2. When no-white-bagging policies aren't possible, streamlining workflows is key
Health systems dealing with white bagging may be overwhelmed by the additional resource burden that white-bagged medications require. Throughout the workshop, panelists discussed a broad array of approaches that their organizations have taken to streamline workflows.
For instance, pharmacy leaders from Mount Sinai highlighted their full-time administrative coordinator, a new role developed to manage the 500 patients currently served via white bagging. Having a liaison to coordinate between Mount Sinai and the external specialty pharmacies helped reduce logistical complications that white bagging can cause, such as coordinating medication delivery.

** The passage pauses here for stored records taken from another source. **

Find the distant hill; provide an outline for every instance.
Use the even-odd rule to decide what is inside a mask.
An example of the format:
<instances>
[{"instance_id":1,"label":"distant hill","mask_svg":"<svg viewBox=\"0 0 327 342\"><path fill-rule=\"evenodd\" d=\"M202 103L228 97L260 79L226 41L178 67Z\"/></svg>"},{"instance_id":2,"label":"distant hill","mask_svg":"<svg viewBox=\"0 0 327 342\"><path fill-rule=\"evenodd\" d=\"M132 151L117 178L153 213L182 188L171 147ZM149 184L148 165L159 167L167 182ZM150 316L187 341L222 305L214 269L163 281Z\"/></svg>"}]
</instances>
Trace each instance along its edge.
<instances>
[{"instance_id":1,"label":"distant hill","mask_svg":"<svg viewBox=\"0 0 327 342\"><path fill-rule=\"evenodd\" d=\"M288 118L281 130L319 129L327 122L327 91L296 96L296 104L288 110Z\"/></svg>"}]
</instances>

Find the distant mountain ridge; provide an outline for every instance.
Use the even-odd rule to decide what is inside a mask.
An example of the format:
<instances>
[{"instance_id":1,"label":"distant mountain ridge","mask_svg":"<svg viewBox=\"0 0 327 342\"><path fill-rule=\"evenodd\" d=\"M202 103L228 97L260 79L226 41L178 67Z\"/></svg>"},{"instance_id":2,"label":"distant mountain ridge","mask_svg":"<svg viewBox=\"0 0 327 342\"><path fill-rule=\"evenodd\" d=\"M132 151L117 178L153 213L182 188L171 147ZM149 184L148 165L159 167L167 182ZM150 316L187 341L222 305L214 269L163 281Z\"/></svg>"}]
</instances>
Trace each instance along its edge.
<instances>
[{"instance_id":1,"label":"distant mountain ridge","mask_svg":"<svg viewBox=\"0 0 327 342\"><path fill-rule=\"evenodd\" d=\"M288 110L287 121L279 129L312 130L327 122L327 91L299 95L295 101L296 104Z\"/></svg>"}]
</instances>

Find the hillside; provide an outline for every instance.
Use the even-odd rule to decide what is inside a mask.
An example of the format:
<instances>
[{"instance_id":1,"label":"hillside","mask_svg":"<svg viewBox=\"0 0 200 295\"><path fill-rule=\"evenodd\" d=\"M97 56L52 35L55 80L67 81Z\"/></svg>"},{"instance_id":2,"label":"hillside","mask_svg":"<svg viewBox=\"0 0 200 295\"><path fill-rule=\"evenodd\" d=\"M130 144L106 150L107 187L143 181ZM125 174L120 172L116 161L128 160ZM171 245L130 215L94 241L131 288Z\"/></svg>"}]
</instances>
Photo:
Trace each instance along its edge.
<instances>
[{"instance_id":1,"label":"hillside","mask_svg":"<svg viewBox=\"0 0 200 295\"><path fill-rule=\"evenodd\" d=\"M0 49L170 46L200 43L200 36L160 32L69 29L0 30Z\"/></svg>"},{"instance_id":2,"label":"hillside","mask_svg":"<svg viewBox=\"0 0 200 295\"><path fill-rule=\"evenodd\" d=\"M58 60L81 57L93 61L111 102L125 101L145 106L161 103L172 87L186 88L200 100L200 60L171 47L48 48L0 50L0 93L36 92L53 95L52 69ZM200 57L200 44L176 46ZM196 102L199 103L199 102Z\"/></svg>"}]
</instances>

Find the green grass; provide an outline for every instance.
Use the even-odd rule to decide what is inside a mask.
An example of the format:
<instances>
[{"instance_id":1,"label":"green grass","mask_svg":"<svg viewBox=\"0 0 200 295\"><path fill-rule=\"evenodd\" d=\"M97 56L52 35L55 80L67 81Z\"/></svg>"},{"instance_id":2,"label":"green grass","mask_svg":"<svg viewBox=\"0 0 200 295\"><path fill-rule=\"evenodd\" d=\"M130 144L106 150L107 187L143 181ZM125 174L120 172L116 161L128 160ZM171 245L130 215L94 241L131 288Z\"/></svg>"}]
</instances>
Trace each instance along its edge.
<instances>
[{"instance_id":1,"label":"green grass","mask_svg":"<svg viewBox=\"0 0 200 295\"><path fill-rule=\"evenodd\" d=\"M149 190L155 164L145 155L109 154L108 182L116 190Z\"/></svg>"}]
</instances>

Separately, panelists from VUMC emphasized the critical role their health IT colleagues played in streamlining workflows to ensure successful clear bagging for VUMC patients. Specifically, VUMC's IT team created pathways for pharmacy to communicate about clear bagging within their EHR, creating alerts across the workflow that highlighted which patients were receiving clear-bagged drugs and helped ensure reimbursement of the medication administration fee.
3. There may be opportunity to educate pharmaceutical manufacturers on white bagging
Considering that key stakeholders such as drug manufacturers may not have insight into how white bagging affects patients, some health systems are taking steps to educate and engage them on this topic.
Panelists from Mount Sinai shared they have hosted symposiums that allow manufacturers to hear directly from patients. These conversations provide critical context for manufacturers to consider as they develop future distribution strategies.
Keeping pharmaceutical manufacturers "in the loop" may also create leverage for health systems to advance conversations about payer mandates. When Penn Med is unable to negotiate with payers on a white bagged drug, they may prescribe an alternative medication, if one is available.
Part of this process includes going back to the manufacturer of the white-bagged drug and informing them that Penn Med was unable to prescribe their medication due to white-bagging requirements. This has been an effective approach to keep manufacturers engaged around white bagging.
What comes next
White bagging is just one element of the ever-evolving infusion care landscape. While panelists were frank about the challenges that white bagging introduces at their organizations, they were also optimistic about identifying alterative solutions.
They encouraged organizations to think innovatively about how they can continue to provide high quality care to their patients. As payers explore different methods to limit drug spend and standardize drug pricing, health system leaders need to be ready to respond with flexibility, resiliency, and resolve.